His dissertation was entitled "The Influence of Leader's Followers to Performance: A Reverse Pygmalion Effect". In the dissertation, Handry explained how expectations from subordinates can influence the performance of their superiors, which is the opposite of the Pygmalion Effect whereas usually comes other way around (from superiors to subordinates).

In addition to his formal education, Handry also had the opportunity to receive informal executive education at acclaimed institutions such as Harvard Business School in Boston, USA in the field of Competitiveness of Microeconomics and training in management practices from GE Crotonville in New York, United States.

==Career==
In 1997, he joined GE International as a Business Development Manager. In 1998, he moved to GE Lighting Indonesia and was assigned as the General Manager for Industrial Lighting and Systems. In mid-2001, he took the opportunity to become a Regional Black Belt in GE Power Systems Asia Pacific, and become Quality ACFC leader for GE Power Systems Asia in 2004. From 2005 until 2010, Handry led Power Generation business for GE Energy in Indonesia, Vietnam, Cambodia and Philippines. In July 2010, he was promoted as the CEO of GE Indonesia.

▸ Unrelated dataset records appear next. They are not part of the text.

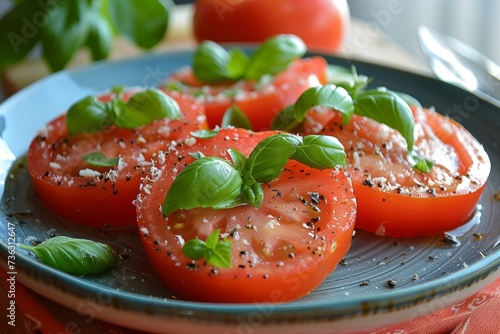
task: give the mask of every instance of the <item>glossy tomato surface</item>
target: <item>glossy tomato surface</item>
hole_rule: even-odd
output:
[[[271,121],[285,107],[295,103],[306,89],[326,83],[327,62],[322,57],[298,59],[269,82],[241,80],[227,84],[204,84],[196,80],[190,69],[184,69],[168,78],[162,86],[180,82],[184,94],[203,103],[208,125],[220,125],[227,109],[235,104],[247,116],[253,131],[268,130]],[[171,94],[176,94],[170,91]]]
[[[415,150],[434,162],[429,173],[412,168],[395,130],[354,116],[342,126],[337,114],[322,134],[345,146],[358,201],[356,227],[380,236],[415,237],[452,230],[470,220],[491,165],[482,145],[460,124],[413,108]]]
[[[109,99],[110,95],[101,96]],[[135,225],[132,201],[155,152],[189,131],[207,127],[202,106],[187,96],[176,101],[183,119],[155,121],[135,130],[112,126],[70,137],[65,114],[51,121],[28,150],[29,173],[41,201],[70,221],[98,227]],[[95,151],[119,157],[118,165],[89,165],[83,157]]]
[[[349,25],[346,0],[197,0],[196,39],[260,42],[289,33],[311,50],[336,52]]]
[[[226,150],[231,147],[248,156],[271,133],[223,129],[216,137],[175,145],[144,179],[137,199],[140,236],[157,276],[177,298],[227,303],[294,300],[316,288],[350,248],[356,201],[348,174],[294,161],[278,180],[263,185],[264,201],[258,209],[195,208],[163,217],[167,191],[193,161],[190,153],[230,159]],[[206,240],[215,229],[232,242],[232,268],[192,261],[181,250],[188,240]]]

Handry was dedicated to education and volunteerism. He was a member of IPMI Business School Advisory Board and the Chairman of GE Volunteer Indonesia Chapter (GE Team Impact 2011 and Gerald Phillippe award winner). Handry also served as governor in America Chamber of Commerce (AmCham) Indonesia and a member of the Indonesian Committee on US-ASEAN Business Council. Handry was married to Dinar Sambodja, a former colleague at GE Lighting Indonesia, now a public notary in West Java. Handry recently resided in Jakarta.

==Death==
Handry Satriago died on 16 September 2023, at the age of 54.